Una vida posible
José Alejandro Adamuz
Menguantes
León, 2023
238 páginas
Lo que comienza con el
aspecto de un libro de viajes en el que el autor va a presumir de un largo
recorrido de dos años por América Latina, termina por ser una revisión de la
melancolía. El verdadero asunto que provoca que José Alejandro Adamuz (Olesa de
Montserrat, 1976) revisite sus apuntes de aquel viaje no es tanto mostrarnos de
lo que somos capaces como rendir cuentas con la memoria. De hecho, Una vida posible
es un libro escrito con el afán de asegurar la memoria, de garantizarse que
todo aquello ocurrió. En ese sentido es un proyecto muy personal, pero que el
autor quiere compartir porque no tiene sentido no intentar predicar que existen
otras formas de vivir en un planeta en el que se elogia tanto el sentido común,
que es una mera convención social a la que cabría calificar como hortera con
demasiada frecuencia.
Empezaremos confiando en
que se nos llenará el tiempo de lectura con anécdotas y estampas de viaje, y
terminaremos comprobando que la desolación y el deleite pueden expresarse a la
ver en un mismo rostro. Siempre hay un punto de celebración en la melancolía,
que aquí pasa a un primer plano en ocasiones, como cuando se detiene a
enumerar: «Niños que salen de la nada, mochileros con guitarra y ukelele
a cuestas, taxistas a la caza de clientes, pedigüeños, borrachos, locos,
familias que dejaron su casa, contrabandistas de artículos de primera necesidad
que después venden en los mercadillos fronterizos, policías que se hacen los
despistados, perras famélicas con las ubres arrastradas de tanto parir y
amamantar camadas entre el polvo…». Y coexiste con esa memoria, y el
lamento porque lo vivido sea memoria, una cierta sacralización del viaje que «abre los sentidos y el mundo se aprehende a través del cuerpo», que va abandonándose a medida que uno se
adentra en estos párrafos. Adamuz sabe que a los melancólicos hay que
escucharlos, pero no hacerles demasiado caso. De ahí que a medida que avancemos
el libro pase a ser también de otros autores, en este caso unos viajeros por
los que no podremos jamás dejar de sentir cariño: Pigafetta, Darwin, Humboldt,
Chatwin, W.H. Hudson.
Sucede que este libro no sólo muestra el afán
por caminar, sino también por leer. En ocasiones incluso por leer demasiado o,
para ser más exactos, por mostrar demasiado que hemos leído. Lo cual, por otra
parte, sigue siendo un estímulo para llevar a cabo una de las actividades más
sencillas y satisfactorias que conocemos. Viajar, leer, vivir, todo ello para
intentar dar un sentido a una existencia que tal vez no debería tenerla, que
nos muestra la inutilidad constantemente y que Adamuz expresa con acierto en
una pregunta: «¿Es esto la felicidad o hay que seguir aún más lejos?». Volvemos
a la búsqueda de la felicidad, que es un tema muy vinculado a la memoria y a la
melancolía, pues alguna vez hemos sido felices o recordamos haber sido felices.
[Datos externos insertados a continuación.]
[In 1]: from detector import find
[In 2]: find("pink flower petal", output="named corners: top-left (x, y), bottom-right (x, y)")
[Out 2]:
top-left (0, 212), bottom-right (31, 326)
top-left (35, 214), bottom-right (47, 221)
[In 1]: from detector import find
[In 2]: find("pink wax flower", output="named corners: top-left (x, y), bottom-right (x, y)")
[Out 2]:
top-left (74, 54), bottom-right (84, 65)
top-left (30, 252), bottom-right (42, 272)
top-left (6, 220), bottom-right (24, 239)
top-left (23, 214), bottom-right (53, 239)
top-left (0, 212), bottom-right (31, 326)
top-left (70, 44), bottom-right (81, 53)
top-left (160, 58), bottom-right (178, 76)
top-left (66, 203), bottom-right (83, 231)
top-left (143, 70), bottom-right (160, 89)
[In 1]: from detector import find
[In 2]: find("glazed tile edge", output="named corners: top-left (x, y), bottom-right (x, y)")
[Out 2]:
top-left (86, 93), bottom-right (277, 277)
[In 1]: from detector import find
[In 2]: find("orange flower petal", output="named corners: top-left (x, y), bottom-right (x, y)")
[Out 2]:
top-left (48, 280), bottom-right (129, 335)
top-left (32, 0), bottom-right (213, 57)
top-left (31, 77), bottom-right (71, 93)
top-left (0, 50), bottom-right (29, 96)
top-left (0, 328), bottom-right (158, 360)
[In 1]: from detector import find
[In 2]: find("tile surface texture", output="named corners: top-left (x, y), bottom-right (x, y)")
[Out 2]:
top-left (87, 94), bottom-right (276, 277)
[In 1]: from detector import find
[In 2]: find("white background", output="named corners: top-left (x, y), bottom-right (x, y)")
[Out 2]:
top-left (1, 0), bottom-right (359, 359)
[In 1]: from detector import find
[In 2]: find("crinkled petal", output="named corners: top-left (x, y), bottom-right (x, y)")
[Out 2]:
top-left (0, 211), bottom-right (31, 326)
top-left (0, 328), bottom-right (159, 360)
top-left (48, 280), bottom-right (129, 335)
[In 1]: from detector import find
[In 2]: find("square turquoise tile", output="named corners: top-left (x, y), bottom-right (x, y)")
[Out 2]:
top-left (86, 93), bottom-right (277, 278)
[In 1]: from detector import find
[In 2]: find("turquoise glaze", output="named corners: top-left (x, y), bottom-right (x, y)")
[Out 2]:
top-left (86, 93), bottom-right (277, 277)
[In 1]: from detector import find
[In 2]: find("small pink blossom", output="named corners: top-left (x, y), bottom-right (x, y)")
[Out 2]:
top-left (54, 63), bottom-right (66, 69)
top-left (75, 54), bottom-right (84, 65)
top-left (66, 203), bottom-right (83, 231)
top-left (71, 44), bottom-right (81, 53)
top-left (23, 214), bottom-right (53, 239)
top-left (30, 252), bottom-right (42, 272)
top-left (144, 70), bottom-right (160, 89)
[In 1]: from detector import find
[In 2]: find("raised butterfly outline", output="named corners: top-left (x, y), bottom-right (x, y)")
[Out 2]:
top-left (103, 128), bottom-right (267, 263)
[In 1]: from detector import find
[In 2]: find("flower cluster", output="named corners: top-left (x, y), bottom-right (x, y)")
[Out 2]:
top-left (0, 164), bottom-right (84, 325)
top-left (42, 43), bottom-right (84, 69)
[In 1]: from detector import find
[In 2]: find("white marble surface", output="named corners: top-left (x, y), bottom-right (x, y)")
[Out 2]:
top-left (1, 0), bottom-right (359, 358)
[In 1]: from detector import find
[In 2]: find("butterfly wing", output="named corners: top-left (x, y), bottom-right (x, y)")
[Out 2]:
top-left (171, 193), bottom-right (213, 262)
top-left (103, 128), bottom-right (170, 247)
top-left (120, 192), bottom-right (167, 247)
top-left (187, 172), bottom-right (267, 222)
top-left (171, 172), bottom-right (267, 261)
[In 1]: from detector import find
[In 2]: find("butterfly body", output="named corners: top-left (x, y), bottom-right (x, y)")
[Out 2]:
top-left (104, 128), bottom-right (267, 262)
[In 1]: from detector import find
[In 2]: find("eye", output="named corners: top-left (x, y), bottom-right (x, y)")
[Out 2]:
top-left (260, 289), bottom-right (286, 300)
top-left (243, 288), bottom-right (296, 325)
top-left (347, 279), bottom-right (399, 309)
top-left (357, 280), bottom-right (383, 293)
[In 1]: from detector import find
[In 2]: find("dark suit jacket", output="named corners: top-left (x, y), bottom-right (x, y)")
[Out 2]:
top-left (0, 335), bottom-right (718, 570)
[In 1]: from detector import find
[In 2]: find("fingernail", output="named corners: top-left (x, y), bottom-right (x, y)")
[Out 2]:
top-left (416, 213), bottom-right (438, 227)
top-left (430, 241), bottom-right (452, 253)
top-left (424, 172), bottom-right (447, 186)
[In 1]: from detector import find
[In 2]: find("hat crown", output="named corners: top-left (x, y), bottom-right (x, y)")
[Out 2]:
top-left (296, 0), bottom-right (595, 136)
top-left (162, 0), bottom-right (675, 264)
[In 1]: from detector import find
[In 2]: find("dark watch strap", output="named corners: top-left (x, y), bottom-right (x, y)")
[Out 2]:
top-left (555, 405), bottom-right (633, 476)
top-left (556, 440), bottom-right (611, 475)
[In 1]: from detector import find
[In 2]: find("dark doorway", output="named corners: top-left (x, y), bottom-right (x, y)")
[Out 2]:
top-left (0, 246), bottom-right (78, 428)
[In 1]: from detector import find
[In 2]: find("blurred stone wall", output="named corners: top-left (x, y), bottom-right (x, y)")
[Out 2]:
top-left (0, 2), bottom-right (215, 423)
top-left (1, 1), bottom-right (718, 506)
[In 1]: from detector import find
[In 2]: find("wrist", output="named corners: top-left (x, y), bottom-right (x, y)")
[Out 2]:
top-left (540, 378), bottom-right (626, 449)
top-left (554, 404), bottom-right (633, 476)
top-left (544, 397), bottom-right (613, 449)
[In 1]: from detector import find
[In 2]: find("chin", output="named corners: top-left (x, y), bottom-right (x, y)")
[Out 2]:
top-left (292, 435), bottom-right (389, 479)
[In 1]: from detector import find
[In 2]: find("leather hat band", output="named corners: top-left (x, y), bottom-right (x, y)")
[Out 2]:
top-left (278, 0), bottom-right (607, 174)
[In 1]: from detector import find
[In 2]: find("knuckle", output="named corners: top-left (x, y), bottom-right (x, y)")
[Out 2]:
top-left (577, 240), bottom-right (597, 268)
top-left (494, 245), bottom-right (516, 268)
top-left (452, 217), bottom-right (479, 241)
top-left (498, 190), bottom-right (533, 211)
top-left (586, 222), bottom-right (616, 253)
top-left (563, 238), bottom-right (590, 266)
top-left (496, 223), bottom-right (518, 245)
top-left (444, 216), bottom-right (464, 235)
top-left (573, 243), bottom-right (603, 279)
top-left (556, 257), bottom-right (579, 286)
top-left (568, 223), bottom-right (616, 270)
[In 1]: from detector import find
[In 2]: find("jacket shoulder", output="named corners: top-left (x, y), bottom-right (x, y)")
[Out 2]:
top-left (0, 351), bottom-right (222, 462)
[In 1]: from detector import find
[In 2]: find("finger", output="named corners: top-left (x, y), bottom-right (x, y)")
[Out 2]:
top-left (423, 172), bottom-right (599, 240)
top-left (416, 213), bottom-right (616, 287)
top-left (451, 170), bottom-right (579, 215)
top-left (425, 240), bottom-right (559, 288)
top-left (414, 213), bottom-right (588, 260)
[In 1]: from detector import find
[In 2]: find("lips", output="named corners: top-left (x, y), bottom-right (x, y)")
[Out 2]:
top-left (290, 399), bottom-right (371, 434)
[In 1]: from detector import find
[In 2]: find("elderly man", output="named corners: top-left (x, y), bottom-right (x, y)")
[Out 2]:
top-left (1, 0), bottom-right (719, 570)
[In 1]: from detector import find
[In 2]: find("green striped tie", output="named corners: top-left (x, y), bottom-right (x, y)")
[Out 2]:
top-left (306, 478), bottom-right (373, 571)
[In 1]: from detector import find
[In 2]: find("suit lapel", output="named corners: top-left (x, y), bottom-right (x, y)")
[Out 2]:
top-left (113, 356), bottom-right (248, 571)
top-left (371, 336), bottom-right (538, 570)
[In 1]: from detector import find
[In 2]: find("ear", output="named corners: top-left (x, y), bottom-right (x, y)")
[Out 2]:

Adamuz construye el libro en breves capítulos,
en apuntes elaborados como se elabora un aforismo o un epigrama. Iniciamos el
recorrido sintiendo envidia por ese proyecto que realizó alguien que acababa de
abandonar su trabajo en la construcción, que tal vez sea el antónimo del viaje,
pero terminamos dándonos cuenta de lo importante que es el respeto: Adamuz
escribe no sólo para representar la memoria propia y decantar aquello que merece
la pena de entre los recuerdos, sino como si la tierra, el mismísimo planeta,
tuviera también memoria, guardara recuerdos de quienes habitaron sobre ella y
la convirtieron en un lugar mejor, en un sitio acogedor, y por tanto allí donde
morar se convierte en una acción que merece la pena experimentar.